[Date Prev][Date Next][Thread Prev][Thread Next][Date Index][Thread Index]

[RRG] RE: Sprite & IPTM while PMTU probing is in progress



Robin,

Please note that the name of the proposal is "sprite-mtu";
not "sprite". See below for some responses:

> -----Original Message-----
> From: Robin Whittle [mailto:rw@firstpr.com.au] 
> Sent: Tuesday, November 27, 2007 6:09 PM
> To: Routing Research Group list
> Cc: Templin, Fred L
> Subject: Sprite & IPTM while PMTU probing is in progress
> 
> Hi Fred,
> 
> Here is a diagrammatic explanation of how IPTM would works, and a
> question about how Sprite would work.  I haven't been able to
> understand your ID clearly enough to answer this myself.
> 
>   http://tools.ietf.org/html/draft-templin-inetmtu-06
>   http://www.firstpr.com.au/ip/ivip/pmtud-frag/
> 
> IPTM only sends a PTB message to the SH after it has reliably
> ascertained the PMTU to the ETR - and then only when the SH sends it
> a packet which is of a length which would exceed that PMTU, once it
> was encapsulated.  Until then (with the first such "long" packet,
> and with any others which arrive while the ITR is probing) "long"
> outer packets are fragmented, whether or not the inner packet has
> its DF flag set, to be reassembled at the ETR before decapsulation.

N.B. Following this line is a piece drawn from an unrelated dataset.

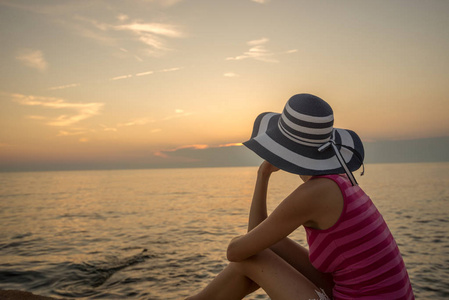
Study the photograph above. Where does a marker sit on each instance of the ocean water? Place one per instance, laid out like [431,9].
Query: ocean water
[162,234]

On- and off-list discussions have explored the idea of
requiring a 2KB EMTU_R on all ETRs and accommodating all
1500-byte and smaller packets; even if fragmentation is
needed and the inner DF=1. This would uphold the "principle
of least surprise" to the SH, but the issue comes in
knowing the EMTU_R of the ETR and in avoiding excessive
fragmentation. 

Since the ITR cannot know the EMTU_R of the ETR a priori
unless there is some spec that says: "all ETRs MUST configure
an EMTU_R of at least X bytes", the ITR should not simply
fragment the outer packets (or, allow the network to fragment
them) since they could black-hole. Also, a burst of packets
requiring fragmentation that arrive before the path is probed
can cause fragment misassociations at the ETR which could
result in undetected corruption per RFC4963.

There are also other factors to consider, including that
the ITR may not have ultimate control over the setting of
the ip_id. And, the ETR may not be able to receive non-initial
fragments in the first place. (These factors can be mitigated
by the placement of the ITR and ETR in some use cases, however.)

> A "long" inner packet is one which, once encapsulated, would exceed
> the ITR's current best estimate of the PMTU.  This would initially
> be a default such as 1280 bytes.
>
> If this default value is above the
> minimum for the protocol, eg. 576 for IPv4, then this value of PMTU
> to the "core" of the net must be available to every ITR and ETR and
> would be part of the specification of the ITR-ETR scheme.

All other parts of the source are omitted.